Он рассказал, как у себя в Ашдоде, утром пятничного дня пошёл в супермаркет за покупками. По дороге в его смартфоне в режиме реального времени зазвучал сигнал «красный цвет» (так называют в Израиле сигнал воздушной тревоги). Поскольку пять дней в неделю Борис находился в Тель-Авиве, то оповещение в телефоне было настроено на этот город. Вся беда заключалась в том, что он забыл переключиться на Ашдод, в котором находился в данный момент и, разумеется, подумал, что сигнал предназначается для ашдодцев. Когда же человек не успевает добраться до укрытия, штаб гражданской обороны предписывает лечь на землю, закрыть голову руками и в таком положении пролежать десять минут. Борис выполнил всё в соответствии с указаниями многоуважаемого штаба и спокойно отдыхал себе на тротуаре, пока не услышал над собой шум каких-то голосов. Подняв голову, он увидел группу, сгрудившихся над ним, людей. Кто-то уже собирался вызывать скорую помощь, думая, что с человеком что-то случилось. Только какое-то время спустя Борис понял, что сигнал тревоги прозвучал не в Ашдоде, а в Тель-Авиве. Единственное, что пострадало в этой неординарной ситуации, так эта белая тенниска Бориса, которой он плюхнулся, на влажный от недавнего дождя, тротуар.

– Вот такие у нас, у израильтян, совсем нетривиальные будни, – закончил свой рассказ Борис.

– Да, совсем непросто жить в вашей маленькой стране, – прервал затянувшуюся паузу профессор Буцько, – сало потреблять запрещается, по улице ходить опасно: если и ракета не упадёт на голову, то того и гляди какой-то невоспитанный мусульманин воткнёт нож в спину.

– Знаете, мужики, – задумчиво сказал Борис, – если без высокого слога, если по-простому, то жить в этой стране, действительно, непросто. Неотъемлемыми компонентами этой, порой экстремальной, жизни здесь являются практически непрекращающиеся теракты, изнуряющая жара и высокая влажность, заоблачные цены на недвижимость. Да мало ли что ещё.
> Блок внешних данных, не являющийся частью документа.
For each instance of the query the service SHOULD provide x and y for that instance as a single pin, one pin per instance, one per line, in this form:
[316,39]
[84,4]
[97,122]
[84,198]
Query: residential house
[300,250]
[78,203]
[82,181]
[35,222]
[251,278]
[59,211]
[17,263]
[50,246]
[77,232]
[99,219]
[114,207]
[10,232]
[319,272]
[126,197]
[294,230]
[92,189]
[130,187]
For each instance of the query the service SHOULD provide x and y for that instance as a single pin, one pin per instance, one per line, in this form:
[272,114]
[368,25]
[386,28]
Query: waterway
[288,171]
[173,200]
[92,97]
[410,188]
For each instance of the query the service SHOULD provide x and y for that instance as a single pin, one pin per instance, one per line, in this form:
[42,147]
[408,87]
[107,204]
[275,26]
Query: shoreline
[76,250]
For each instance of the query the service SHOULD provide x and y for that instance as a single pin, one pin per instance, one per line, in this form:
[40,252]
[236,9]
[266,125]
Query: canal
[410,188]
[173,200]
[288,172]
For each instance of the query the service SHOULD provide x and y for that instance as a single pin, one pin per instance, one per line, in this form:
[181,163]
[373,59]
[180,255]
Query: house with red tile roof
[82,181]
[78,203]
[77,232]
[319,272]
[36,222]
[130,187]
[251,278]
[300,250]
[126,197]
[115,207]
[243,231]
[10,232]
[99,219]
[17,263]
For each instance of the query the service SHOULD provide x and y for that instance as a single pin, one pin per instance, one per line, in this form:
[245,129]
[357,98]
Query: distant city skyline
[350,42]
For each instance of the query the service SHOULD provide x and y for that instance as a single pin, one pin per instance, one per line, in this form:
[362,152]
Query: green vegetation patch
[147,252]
– Раз такое дело, Борис, – чуть ли не обрадовался профессор Маслов, – возвращайся в Москву, место доцента ждёт тебя на твоей же кафедре, через год аттестуем тебя на профессора.

– Спасибо, Игорь, за доверие, но, поверь, не тянет меня под кремлёвские звёзды, – возразил Борис, – и не потому, что они красиво сияют, а плохо освещают дорогу в будущее, и не потому, что здесь я зарабатываю больше.

– А что же, прости великодушно, – вклинился в разговор профессор Буцько, – держит тебя на этой пороховой бочке, готовой в любой момент взорваться?

– Бочки взрываются теперь не только в Израиле, – не согласился с ним Борис, – а и в Москве, Париже и Барселоне. Но не в этом даже дело. Не знаю, как это объяснить, но просто на этом крошечном святом кусочке земного шара я чувствую себя невероятно комфортно. Мне хорошо здесь дышится, прекрасно работается, у меня появились много надёжных, если и не друзей, то, по крайней мере, единомышленников и, в конечном итоге, я здесь свой среди своих.

– Ты имеешь в виду, – едва слышно спросил кто-то из проессоров, – что ты здесь еврей среди евреев и что это является для тебя определяющим.

– Вовсе нет, – сорвавшись на фальцет, выкрикнул Борис, – поверьте, у меня в Москве осталось много друзей русской национальности. К ним я причисляю и чистокровного украинца, профессора Ярмоленко, который сейчас находится среди нас. Я совсем не покривлю душой, если скажу, что каждого из них я не променяю на десяток евреев. Больше того, если иногда недалёкие люди в Москве меня называли обидным словом «жид», то здесь в Израиле даже интеллигентные люди величают меня вполне любезным и пристойным словом «русский».

– Тебя это обижает, Борис, – полюбопытствовал профессор Маслов.

– Когда моего внука в детском садике, – пожал плечами Борис, – какой-то, марокканского происхождения, сверстник обозвал «русской свиньёй», это не дало мне повода для ликования. Но, когда мою дочку в школе презрительно не назвали, а обозвали «русской», она торжественно заявила мне:

– Ты знаешь, папа, я горжусь, что я «русская», я счастлива, что родилась в России!

Борису не дали продолжить, прервав его аплодисментами. Все встали со своих мест, подняли рюмки и опустошили их под кем-то выкрикнутый тост:

– За русский акцент! За Израиль! За Россию! За Украину! За Белоруссию! За дружбу! «Лехаим!».